Here is a very short sequence of clips I edited together a few years ago for Dan Pitera of the Detroit Collaborative Design Center that he presented in a lecture at the GSD's Career Discovery Program, which I had attended the previous year. This is a thin slice into a larger sociological analysis I have conducted on design-build architecture in poor communities around the United States.



As I noted in the previous post, I have developed an interest in multi-media communication to engage complex sociological (or other disciplinary) concepts into the public sphere, beyond academic rhetoric, to become accessible to the citizenry, because the citizens are meant to run our democratic countries. Shouldn't they understand their society? Lets help people understand the world by not obfuscating academic work.

Neil Smith, CUNY geographer, referenced this notion of making academic arguments accessible with two powerful quotations in his talk Urban Politics, Urban Security: Securing Accumulation.
I'd always heard this story, years and years ago, that T.S. Eliot, as a poet had always said: If his butler couldn't understand what he was trying to say in his poetry. He should rip it up, throw it away, and start again.
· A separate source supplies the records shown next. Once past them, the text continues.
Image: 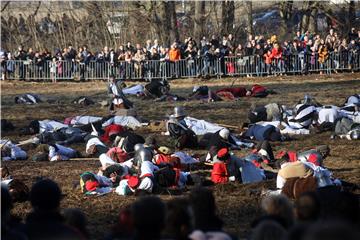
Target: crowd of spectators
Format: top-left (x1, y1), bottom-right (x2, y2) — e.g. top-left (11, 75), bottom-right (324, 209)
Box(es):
top-left (1, 179), bottom-right (359, 240)
top-left (0, 28), bottom-right (360, 79)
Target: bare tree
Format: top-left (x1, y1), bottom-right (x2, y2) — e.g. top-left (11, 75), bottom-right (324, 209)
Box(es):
top-left (244, 1), bottom-right (254, 35)
top-left (221, 0), bottom-right (235, 35)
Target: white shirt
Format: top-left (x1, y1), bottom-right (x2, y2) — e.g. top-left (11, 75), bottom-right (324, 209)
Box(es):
top-left (318, 107), bottom-right (339, 124)
top-left (140, 161), bottom-right (159, 178)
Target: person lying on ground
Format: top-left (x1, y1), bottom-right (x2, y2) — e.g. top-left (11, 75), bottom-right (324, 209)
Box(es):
top-left (85, 125), bottom-right (109, 157)
top-left (108, 75), bottom-right (133, 111)
top-left (248, 103), bottom-right (286, 123)
top-left (21, 119), bottom-right (68, 135)
top-left (14, 93), bottom-right (43, 105)
top-left (0, 139), bottom-right (28, 161)
top-left (344, 94), bottom-right (360, 106)
top-left (32, 143), bottom-right (80, 162)
top-left (211, 148), bottom-right (265, 184)
top-left (166, 107), bottom-right (197, 149)
top-left (188, 84), bottom-right (275, 102)
top-left (242, 124), bottom-right (288, 141)
top-left (331, 117), bottom-right (360, 140)
top-left (276, 145), bottom-right (330, 166)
I've always taken a certain inspiration from that especially since I didn't really understand what was going on in T.S. Eliot's poetry half the time. 

But I found out an even better version of the same kind of sentiment, which actually comes from Margaret Mead... "If one cannot state a matter clear enough so that even an intelligent twelve year old can understand it," Margaret Mead said once, "one should probably remain within the cloistered halls of the university and the laboratory until one gets a better grasp of one's subject matter."